Not only do parents want to protect their kids from any potential danger, we demand that social institutions do the same for the rest of us, to the point of absurdity. There are plenty of real victims in our society, but a generalized culture of grievance and victimhood enables everyone to feel offended by — and fearful of — just about everyone else.
“Fear, in all its forms, is at the heart of these issues — fear of failure, ridicule, discomfort, ostracism, uncertainty,” psychologist Clay Routledge writes in The New York Times. “Of course, these fears haunt all of us, regardless of demographics. But that is precisely the point: Our culture isn’t preparing young people to grapple with what are ultimately unavoidable threats. Indeed, despite growing up in a physically safer and kinder society than past generations did, young Americans today report higher levels of anxiety.”
Why this nameless fear?
There are many causes: rapid change, loss of trust in traditional authorities, economic uncertainty, seemingly endless acts of violence and terrorism — magnified by 24/7 media. We are all susceptible to it.
But if there is any place that should be immune to fear, it is the heart of a Christian believer.
Do not fear, the Lord tells us — again and again, from Genesis to Revelation. His will shall be done. His Spirit shall lead us to victory. His glory shall be revealed. His presence shall comfort and protect us, no matter how terrible things seem. His purpose shall be fulfilled. Only be “strong and courageous,” He repeatedly commands the fearful Israelites as they venture into an enemy-filled Promised Land (see the Book of Joshua).
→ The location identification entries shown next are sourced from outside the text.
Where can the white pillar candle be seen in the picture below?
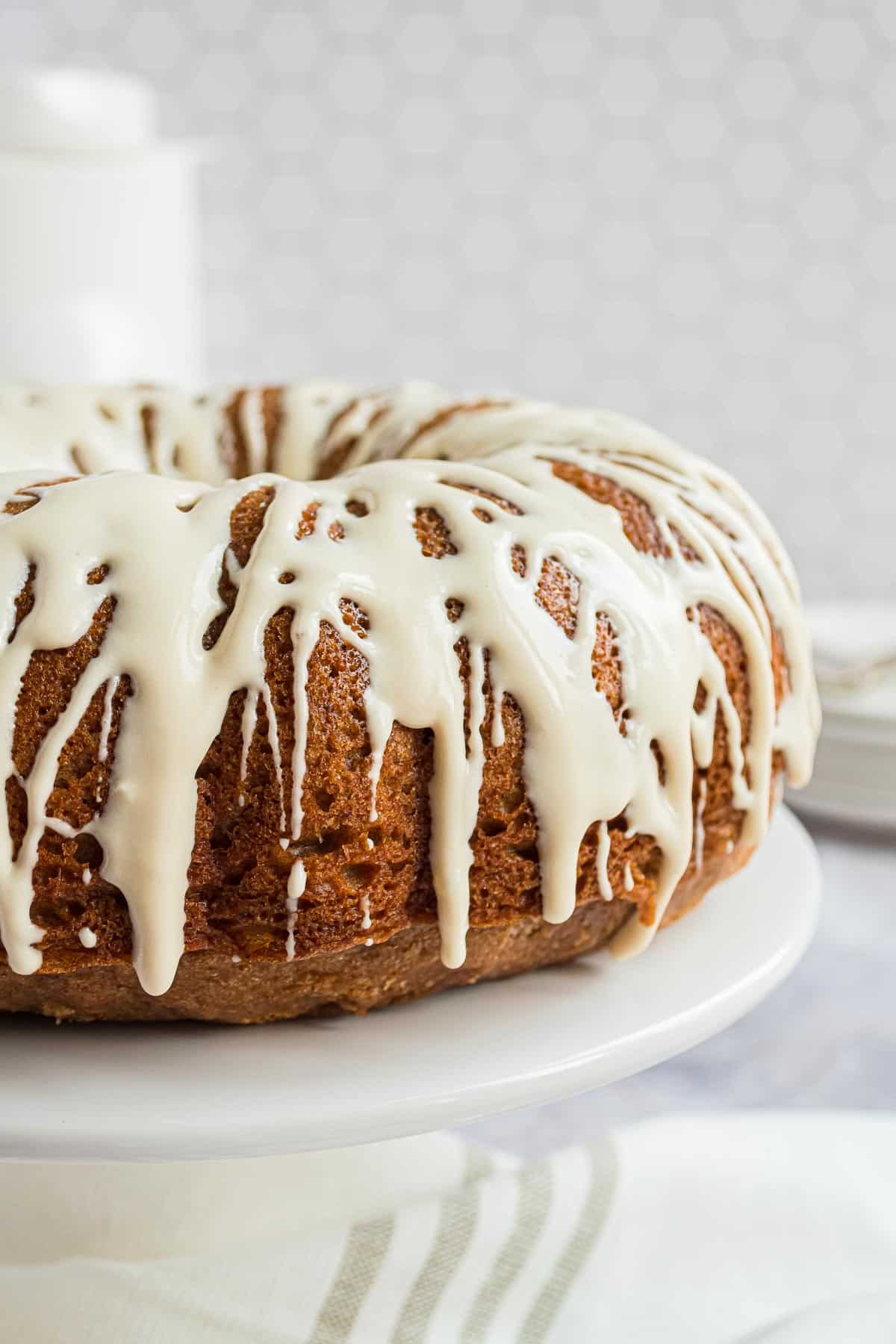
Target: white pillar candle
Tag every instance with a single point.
(99, 234)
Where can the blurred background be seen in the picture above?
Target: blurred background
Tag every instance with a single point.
(680, 210)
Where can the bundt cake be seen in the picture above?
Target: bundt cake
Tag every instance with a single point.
(314, 699)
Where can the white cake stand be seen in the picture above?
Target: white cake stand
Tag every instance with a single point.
(105, 1093)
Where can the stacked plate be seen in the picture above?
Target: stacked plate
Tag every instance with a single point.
(855, 779)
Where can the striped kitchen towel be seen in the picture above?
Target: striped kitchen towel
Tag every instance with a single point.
(756, 1229)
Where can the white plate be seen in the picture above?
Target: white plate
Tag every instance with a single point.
(183, 1092)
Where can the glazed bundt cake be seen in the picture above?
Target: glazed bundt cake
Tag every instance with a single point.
(316, 699)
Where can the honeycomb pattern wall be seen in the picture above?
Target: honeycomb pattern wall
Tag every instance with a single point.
(682, 210)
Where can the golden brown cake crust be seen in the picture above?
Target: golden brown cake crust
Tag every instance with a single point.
(234, 968)
(211, 987)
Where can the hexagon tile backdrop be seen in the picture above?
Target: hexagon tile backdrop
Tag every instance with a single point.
(680, 210)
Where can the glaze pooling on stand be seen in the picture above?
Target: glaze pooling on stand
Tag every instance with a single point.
(489, 470)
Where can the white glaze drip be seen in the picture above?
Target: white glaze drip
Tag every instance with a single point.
(699, 831)
(602, 859)
(163, 542)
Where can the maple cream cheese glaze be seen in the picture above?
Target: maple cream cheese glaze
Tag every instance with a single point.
(489, 470)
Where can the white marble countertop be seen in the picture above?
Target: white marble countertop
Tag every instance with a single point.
(825, 1039)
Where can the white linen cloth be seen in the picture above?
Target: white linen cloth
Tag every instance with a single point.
(747, 1229)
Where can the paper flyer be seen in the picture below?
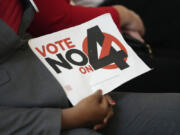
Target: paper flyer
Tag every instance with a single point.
(88, 57)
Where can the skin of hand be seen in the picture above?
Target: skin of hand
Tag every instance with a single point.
(108, 116)
(94, 110)
(130, 22)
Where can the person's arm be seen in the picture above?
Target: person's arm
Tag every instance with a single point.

“For God has not given us a spirit of timidity,” the apostle Paul tells his young disciple Timothy, “but of power and love and discipline” (2 Timothy 1:7, NASB).
Yet many evangelical churches seem fearful these days. Fear of being overwhelmed by a hostile culture. Fear of losing liberty. Fear of outsiders and enemies, real or imagined. Fear of immigrants and refugees — the very people we should be welcoming and evangelizing in an age of unprecedented global migration.
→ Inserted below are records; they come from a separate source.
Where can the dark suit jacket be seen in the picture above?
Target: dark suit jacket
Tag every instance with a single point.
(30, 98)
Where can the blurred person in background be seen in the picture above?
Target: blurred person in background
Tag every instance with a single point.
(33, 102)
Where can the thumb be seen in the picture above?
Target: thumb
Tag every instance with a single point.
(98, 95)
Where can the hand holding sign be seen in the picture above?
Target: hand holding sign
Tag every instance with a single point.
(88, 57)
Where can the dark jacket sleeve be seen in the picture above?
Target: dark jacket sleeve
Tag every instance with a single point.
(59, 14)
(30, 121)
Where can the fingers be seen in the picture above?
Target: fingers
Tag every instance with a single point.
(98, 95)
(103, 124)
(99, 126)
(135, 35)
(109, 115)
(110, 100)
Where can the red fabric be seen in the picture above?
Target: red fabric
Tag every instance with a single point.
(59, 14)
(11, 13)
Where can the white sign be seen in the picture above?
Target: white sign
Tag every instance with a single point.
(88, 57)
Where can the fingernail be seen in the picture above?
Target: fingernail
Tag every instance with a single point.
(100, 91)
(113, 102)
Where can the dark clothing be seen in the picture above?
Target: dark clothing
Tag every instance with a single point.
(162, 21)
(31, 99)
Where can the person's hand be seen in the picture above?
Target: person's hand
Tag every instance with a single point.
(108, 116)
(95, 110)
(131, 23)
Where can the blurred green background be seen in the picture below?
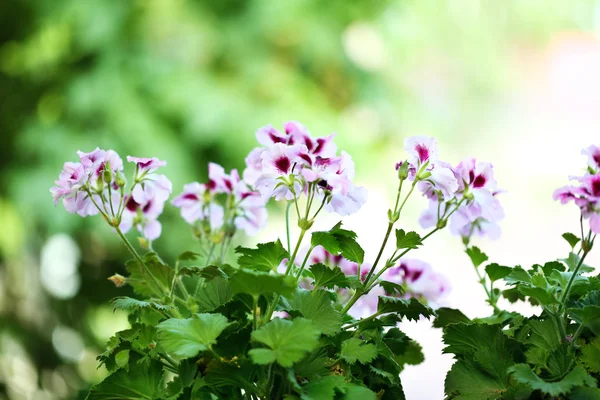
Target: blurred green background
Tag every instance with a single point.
(189, 82)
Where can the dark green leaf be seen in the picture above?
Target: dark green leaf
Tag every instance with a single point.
(571, 239)
(317, 306)
(142, 381)
(213, 294)
(266, 257)
(354, 350)
(329, 277)
(477, 256)
(287, 341)
(187, 337)
(497, 272)
(327, 240)
(411, 308)
(446, 316)
(140, 279)
(258, 283)
(577, 377)
(410, 240)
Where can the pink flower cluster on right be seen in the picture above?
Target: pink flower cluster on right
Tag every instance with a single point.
(586, 192)
(466, 195)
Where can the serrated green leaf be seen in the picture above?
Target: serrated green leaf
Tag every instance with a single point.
(187, 337)
(324, 388)
(517, 275)
(496, 272)
(467, 382)
(571, 239)
(258, 283)
(573, 260)
(266, 257)
(213, 294)
(329, 277)
(354, 350)
(407, 240)
(317, 306)
(577, 377)
(446, 316)
(128, 303)
(142, 381)
(140, 279)
(476, 255)
(327, 240)
(287, 341)
(411, 308)
(353, 392)
(351, 250)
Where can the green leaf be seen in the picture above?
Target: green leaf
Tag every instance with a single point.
(142, 381)
(411, 308)
(266, 257)
(354, 350)
(446, 316)
(128, 303)
(467, 382)
(287, 341)
(187, 337)
(590, 355)
(477, 256)
(327, 240)
(317, 306)
(410, 240)
(329, 277)
(571, 239)
(353, 392)
(213, 294)
(517, 275)
(573, 260)
(497, 272)
(577, 377)
(351, 250)
(324, 388)
(257, 283)
(141, 281)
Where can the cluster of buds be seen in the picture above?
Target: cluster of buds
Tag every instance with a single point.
(464, 196)
(96, 184)
(292, 163)
(586, 192)
(221, 206)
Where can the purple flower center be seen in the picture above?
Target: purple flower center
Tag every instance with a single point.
(423, 152)
(145, 164)
(283, 164)
(596, 187)
(479, 181)
(131, 204)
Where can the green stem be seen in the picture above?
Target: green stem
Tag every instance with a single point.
(565, 295)
(161, 288)
(287, 225)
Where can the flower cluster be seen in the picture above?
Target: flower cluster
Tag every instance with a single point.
(96, 184)
(222, 205)
(418, 279)
(586, 193)
(465, 195)
(292, 163)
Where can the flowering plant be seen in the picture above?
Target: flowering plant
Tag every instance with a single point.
(312, 319)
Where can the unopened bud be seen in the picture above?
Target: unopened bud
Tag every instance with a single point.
(403, 170)
(118, 280)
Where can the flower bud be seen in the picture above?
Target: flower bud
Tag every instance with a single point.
(107, 176)
(403, 170)
(118, 280)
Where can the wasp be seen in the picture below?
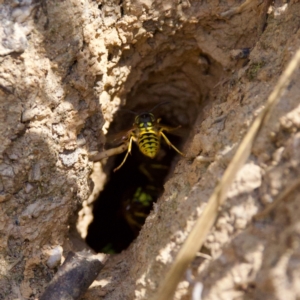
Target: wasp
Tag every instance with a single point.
(146, 132)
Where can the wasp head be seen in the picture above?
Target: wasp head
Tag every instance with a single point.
(144, 118)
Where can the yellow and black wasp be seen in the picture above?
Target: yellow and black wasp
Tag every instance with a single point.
(147, 132)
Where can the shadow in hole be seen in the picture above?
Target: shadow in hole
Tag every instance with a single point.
(118, 214)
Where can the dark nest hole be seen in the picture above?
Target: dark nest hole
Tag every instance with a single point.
(187, 84)
(128, 197)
Build a wall, the alarmists say — around our borders, our culture, our churches. Retreat into tribal enclaves. Even if some sort of Christian “Fortress America” were possible, is it what God intends? What about going to the nations, including the nations among us?
“The sluggard says, ‘There is a lion outside; I will be killed in the streets!'” (Proverbs 22:13, NASB). Fear is a convenient cover for laziness, disobedience and distrust of God.
“Quite frankly, I don’t always trust God to provide,” Dilley, the prepper mom, admits. “I believe in the power of evil to overcome, and I’m determined to do everything I can to fend it off on my own…. [But] I’m called to pivot outward, toward my neighbors.”
Who are our neighbors? Do we fear them — or love them?